Люди сумрака | страница 118
Я и хотел бы рассказать друзьям о произошедшем, но… не мог. Что, если они заподозрят во мне одаренного? Но даже если нет… Они начнут расспрашивать в попытках достучаться до истины, а ответов у меня нет.
В разгар веселья раскрасневшаяся от алкоголя Лайли предложила попеть караоке.
— Выбирай! — великодушно разрешила она, протягивая мне диск с песнями.
В голове приятно шумело. Рассмеявшись, я взял диск. Я терпеть не мог подвыпивших людей, выводящих пьяными голосами рулады, но, кажется, сегодня собирался стать одним из них.
Лайли присела на подлокотник моего кресла и терпеливо ждала решения. От нее пахло незнакомыми духами — приятными, с горчинкой. Я повернулся к ней, чтобы спросить название духов. Мне хотелось подарить ей эти духи. Мне хотелось, чтобы от нее так пахло всегда.
Лайли рассмеялась над какими-то словами Гленна, которых я не расслышал. Смеясь, она невольно откинулась назад и прядь длинных волос соскользнула с ее груди на спину, коснувшись его щеки.
— Лайли, — начал я…
В отчаянии я обратился к единственному человеку, кто мог бы мне помочь. Я чувствовал себя предателем, но не мог позволить, чтобы меня посадили в тюрьму. И я пошел на эту сделку, отдал тело Алессы. Я ненавидел сам себя. Я сам себе был противен.
Но хуже страха, что однажды меня поймают, было чувство вины за произошедшее. И ощущение пустоты, все больше разрастающееся в душе.
Именно тогда я написал свою первую картину. Ту самую картину.
Я писал, повинуясь некоему порыву, чувствуя слезы на своих щеках, и ничего из-за них не видя. Но моя кисть продолжала скользить по холсту, словно мои руки действовали сами по себе.
Закончив, я ошеломленно взглянул на картину. Я понятия не имел, откуда она взялась в моей голове, что заставило меня ее написать.

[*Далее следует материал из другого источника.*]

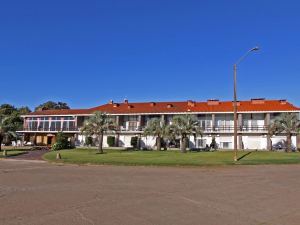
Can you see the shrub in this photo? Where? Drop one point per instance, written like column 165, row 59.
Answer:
column 88, row 140
column 61, row 142
column 111, row 141
column 214, row 144
column 134, row 141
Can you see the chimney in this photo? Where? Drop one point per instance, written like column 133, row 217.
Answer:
column 283, row 101
column 191, row 103
column 257, row 100
column 213, row 102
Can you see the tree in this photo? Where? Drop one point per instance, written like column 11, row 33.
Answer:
column 183, row 127
column 52, row 105
column 24, row 110
column 97, row 125
column 7, row 109
column 158, row 129
column 287, row 123
column 5, row 129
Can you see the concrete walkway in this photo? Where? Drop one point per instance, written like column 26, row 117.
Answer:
column 44, row 193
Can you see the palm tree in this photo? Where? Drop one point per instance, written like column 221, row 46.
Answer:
column 157, row 128
column 287, row 123
column 97, row 125
column 183, row 127
column 5, row 129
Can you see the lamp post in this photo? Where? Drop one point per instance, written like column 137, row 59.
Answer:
column 235, row 101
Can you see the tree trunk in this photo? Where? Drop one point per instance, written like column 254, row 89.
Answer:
column 289, row 142
column 183, row 145
column 1, row 139
column 158, row 143
column 100, row 146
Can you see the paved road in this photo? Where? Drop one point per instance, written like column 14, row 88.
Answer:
column 33, row 192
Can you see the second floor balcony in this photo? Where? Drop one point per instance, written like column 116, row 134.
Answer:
column 51, row 129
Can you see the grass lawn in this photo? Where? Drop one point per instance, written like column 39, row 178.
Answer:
column 12, row 152
column 171, row 158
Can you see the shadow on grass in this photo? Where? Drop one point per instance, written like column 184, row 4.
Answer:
column 243, row 156
column 15, row 154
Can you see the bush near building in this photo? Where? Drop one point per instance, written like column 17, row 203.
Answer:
column 61, row 142
column 134, row 142
column 111, row 141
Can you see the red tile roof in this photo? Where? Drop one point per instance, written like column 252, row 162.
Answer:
column 179, row 107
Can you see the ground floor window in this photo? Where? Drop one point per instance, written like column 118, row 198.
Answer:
column 226, row 145
column 201, row 143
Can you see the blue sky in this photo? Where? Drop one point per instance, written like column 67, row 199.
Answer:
column 88, row 52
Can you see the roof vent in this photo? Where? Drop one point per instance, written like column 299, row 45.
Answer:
column 191, row 103
column 213, row 102
column 283, row 101
column 257, row 100
column 238, row 103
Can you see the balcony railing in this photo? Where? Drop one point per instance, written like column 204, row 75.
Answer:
column 50, row 129
column 140, row 129
column 231, row 128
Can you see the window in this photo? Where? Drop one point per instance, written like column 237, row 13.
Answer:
column 201, row 143
column 226, row 145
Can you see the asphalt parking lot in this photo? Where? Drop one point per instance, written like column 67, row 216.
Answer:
column 35, row 192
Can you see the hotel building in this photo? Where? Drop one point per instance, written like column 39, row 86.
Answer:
column 215, row 117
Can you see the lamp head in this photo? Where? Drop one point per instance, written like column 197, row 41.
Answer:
column 256, row 48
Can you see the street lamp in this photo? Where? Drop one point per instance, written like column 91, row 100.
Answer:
column 234, row 100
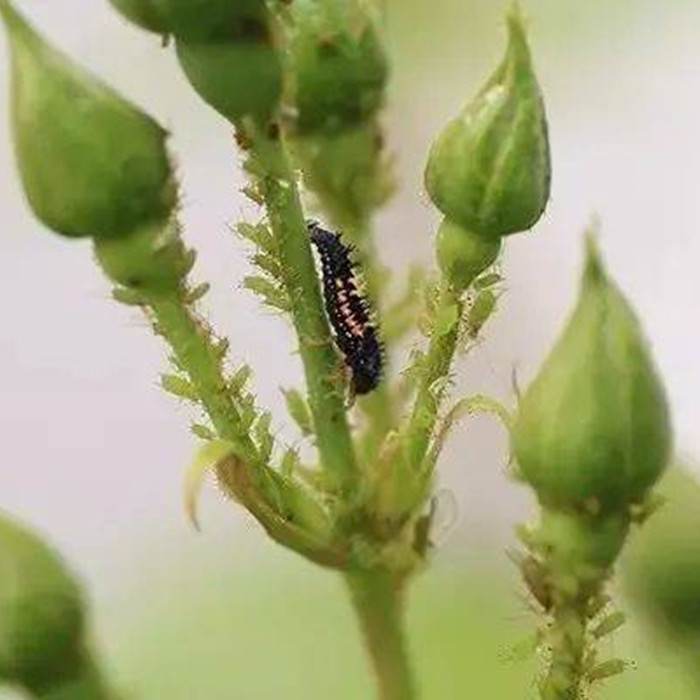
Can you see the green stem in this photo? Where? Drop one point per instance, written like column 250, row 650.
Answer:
column 437, row 365
column 378, row 601
column 191, row 342
column 87, row 684
column 321, row 366
column 567, row 640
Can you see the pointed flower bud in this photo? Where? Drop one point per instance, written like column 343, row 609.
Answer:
column 339, row 65
column 663, row 566
column 237, row 78
column 151, row 259
column 91, row 163
column 41, row 612
column 463, row 255
column 593, row 429
column 147, row 14
column 489, row 170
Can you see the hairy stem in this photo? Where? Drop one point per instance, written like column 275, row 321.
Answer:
column 378, row 601
column 321, row 365
column 438, row 361
column 567, row 639
column 191, row 342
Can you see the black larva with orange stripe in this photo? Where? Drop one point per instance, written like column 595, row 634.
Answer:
column 348, row 312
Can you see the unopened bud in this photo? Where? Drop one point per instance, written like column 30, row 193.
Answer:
column 91, row 163
column 490, row 170
column 593, row 429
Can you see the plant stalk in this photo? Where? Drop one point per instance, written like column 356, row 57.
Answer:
column 438, row 361
column 567, row 640
column 191, row 342
column 323, row 371
column 378, row 601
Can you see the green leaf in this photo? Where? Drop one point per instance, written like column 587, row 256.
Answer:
column 205, row 460
column 263, row 436
column 199, row 292
column 240, row 379
column 446, row 319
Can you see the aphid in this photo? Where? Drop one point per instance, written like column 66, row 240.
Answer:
column 348, row 312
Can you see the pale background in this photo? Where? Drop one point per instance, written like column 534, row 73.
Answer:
column 92, row 452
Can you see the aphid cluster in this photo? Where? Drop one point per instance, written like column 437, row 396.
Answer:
column 348, row 312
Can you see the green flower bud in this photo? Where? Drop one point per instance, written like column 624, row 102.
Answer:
column 147, row 14
column 152, row 258
column 238, row 79
column 215, row 20
column 663, row 565
column 339, row 65
column 593, row 428
column 41, row 612
column 463, row 255
column 490, row 170
column 90, row 162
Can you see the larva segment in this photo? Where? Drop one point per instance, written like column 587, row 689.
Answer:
column 348, row 312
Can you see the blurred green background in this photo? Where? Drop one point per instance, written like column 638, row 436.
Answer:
column 93, row 454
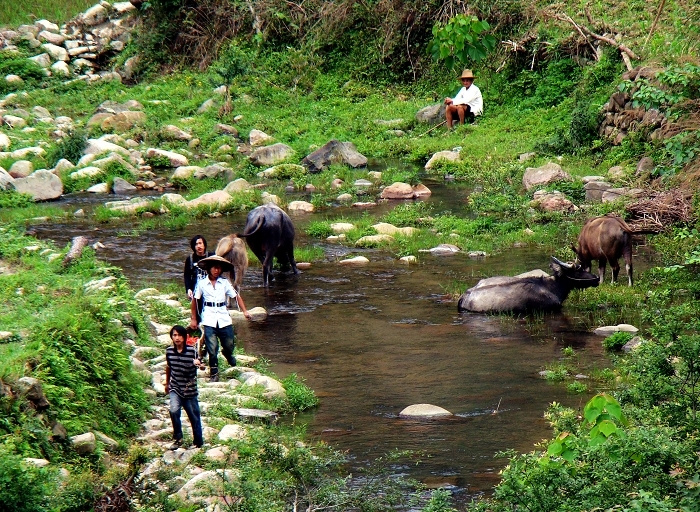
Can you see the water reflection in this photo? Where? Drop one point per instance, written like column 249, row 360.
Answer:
column 372, row 340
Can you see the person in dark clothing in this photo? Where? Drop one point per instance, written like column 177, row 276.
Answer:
column 181, row 385
column 192, row 272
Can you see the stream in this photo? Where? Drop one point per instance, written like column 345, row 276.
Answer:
column 372, row 340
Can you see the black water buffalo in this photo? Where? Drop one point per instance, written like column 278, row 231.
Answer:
column 605, row 239
column 233, row 249
column 521, row 294
column 270, row 234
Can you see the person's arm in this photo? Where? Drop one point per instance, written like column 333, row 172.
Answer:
column 193, row 310
column 167, row 379
column 189, row 284
column 241, row 305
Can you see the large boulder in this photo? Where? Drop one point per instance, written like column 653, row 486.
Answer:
column 543, row 176
column 271, row 155
column 334, row 152
column 42, row 185
column 5, row 179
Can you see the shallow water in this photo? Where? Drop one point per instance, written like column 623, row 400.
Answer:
column 372, row 340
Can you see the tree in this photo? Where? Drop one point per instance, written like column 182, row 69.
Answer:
column 461, row 40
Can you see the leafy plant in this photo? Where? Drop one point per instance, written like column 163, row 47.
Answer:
column 461, row 40
column 617, row 340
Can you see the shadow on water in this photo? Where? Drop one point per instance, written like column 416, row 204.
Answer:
column 373, row 340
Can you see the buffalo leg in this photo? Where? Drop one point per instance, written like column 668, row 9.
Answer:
column 615, row 267
column 601, row 270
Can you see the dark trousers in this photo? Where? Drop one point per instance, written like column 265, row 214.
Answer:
column 212, row 337
column 191, row 406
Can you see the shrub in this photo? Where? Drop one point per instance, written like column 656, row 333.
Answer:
column 617, row 340
column 71, row 148
column 14, row 199
column 23, row 486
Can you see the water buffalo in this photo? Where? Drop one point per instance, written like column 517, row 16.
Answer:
column 270, row 234
column 233, row 249
column 605, row 239
column 525, row 293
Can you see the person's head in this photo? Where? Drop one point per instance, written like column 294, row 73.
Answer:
column 199, row 245
column 178, row 334
column 467, row 77
column 215, row 265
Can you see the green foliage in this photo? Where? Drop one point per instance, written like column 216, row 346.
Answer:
column 14, row 199
column 461, row 40
column 23, row 486
column 70, row 147
column 439, row 502
column 299, row 395
column 617, row 340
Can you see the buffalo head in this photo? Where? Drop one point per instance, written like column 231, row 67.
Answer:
column 573, row 273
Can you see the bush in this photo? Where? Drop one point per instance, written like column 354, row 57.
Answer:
column 14, row 199
column 23, row 486
column 617, row 340
column 71, row 148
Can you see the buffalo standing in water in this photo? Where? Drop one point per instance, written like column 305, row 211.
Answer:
column 270, row 234
column 605, row 239
column 521, row 294
column 232, row 249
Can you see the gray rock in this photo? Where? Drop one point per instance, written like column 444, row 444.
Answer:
column 31, row 388
column 84, row 444
column 424, row 411
column 122, row 187
column 271, row 155
column 432, row 114
column 42, row 185
column 21, row 169
column 544, row 175
column 334, row 152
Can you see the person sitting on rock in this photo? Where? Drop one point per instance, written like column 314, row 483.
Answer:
column 467, row 104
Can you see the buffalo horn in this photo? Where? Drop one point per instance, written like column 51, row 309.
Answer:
column 561, row 263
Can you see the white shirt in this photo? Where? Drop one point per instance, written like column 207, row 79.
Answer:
column 471, row 97
column 211, row 315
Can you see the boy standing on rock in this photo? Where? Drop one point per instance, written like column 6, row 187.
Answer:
column 181, row 384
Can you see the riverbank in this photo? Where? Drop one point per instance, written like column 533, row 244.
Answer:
column 85, row 416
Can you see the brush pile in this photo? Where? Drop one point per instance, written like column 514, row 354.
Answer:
column 660, row 210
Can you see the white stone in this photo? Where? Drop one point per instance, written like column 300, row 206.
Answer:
column 424, row 410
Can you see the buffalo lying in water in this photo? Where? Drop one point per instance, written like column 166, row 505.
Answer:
column 270, row 234
column 522, row 294
column 605, row 239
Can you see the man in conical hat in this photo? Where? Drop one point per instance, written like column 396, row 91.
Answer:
column 216, row 322
column 467, row 104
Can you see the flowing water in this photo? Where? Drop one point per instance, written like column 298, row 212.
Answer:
column 372, row 340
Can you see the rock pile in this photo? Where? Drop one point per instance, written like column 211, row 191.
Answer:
column 78, row 48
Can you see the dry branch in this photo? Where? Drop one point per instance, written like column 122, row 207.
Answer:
column 660, row 210
column 627, row 54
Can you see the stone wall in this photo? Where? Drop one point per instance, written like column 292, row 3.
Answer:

На картине был Дейстер. Но странный, черно-белый, с сумрачно-свинцовым небом. И люди, которые шли по нему, были черно-белыми. И кажется… некоторые из них были мертвы. Смерть отпечаталась на их лицах и телах в виде ожогов и ран, но даже их кровь была темно-серой.
Мой странный дар вновь проснулся. Смерть Алессы его пробудила.
Я не мог смириться с ее смертью. Не мог действовать по указке безмозглых людей, твердящих, что после ухода любимых надо жить дальше — ведь у них начинается совершенно новая жизнь. Не мог делать вид, что ничего не произошло.
Как жить дальше, если моей жизнью была Алесса?
Я пробовал заглушить боль алкоголем. Но сидя на кухне и размазывая по лицу пьяные слезы, понимал, что так просто эту боль не убить.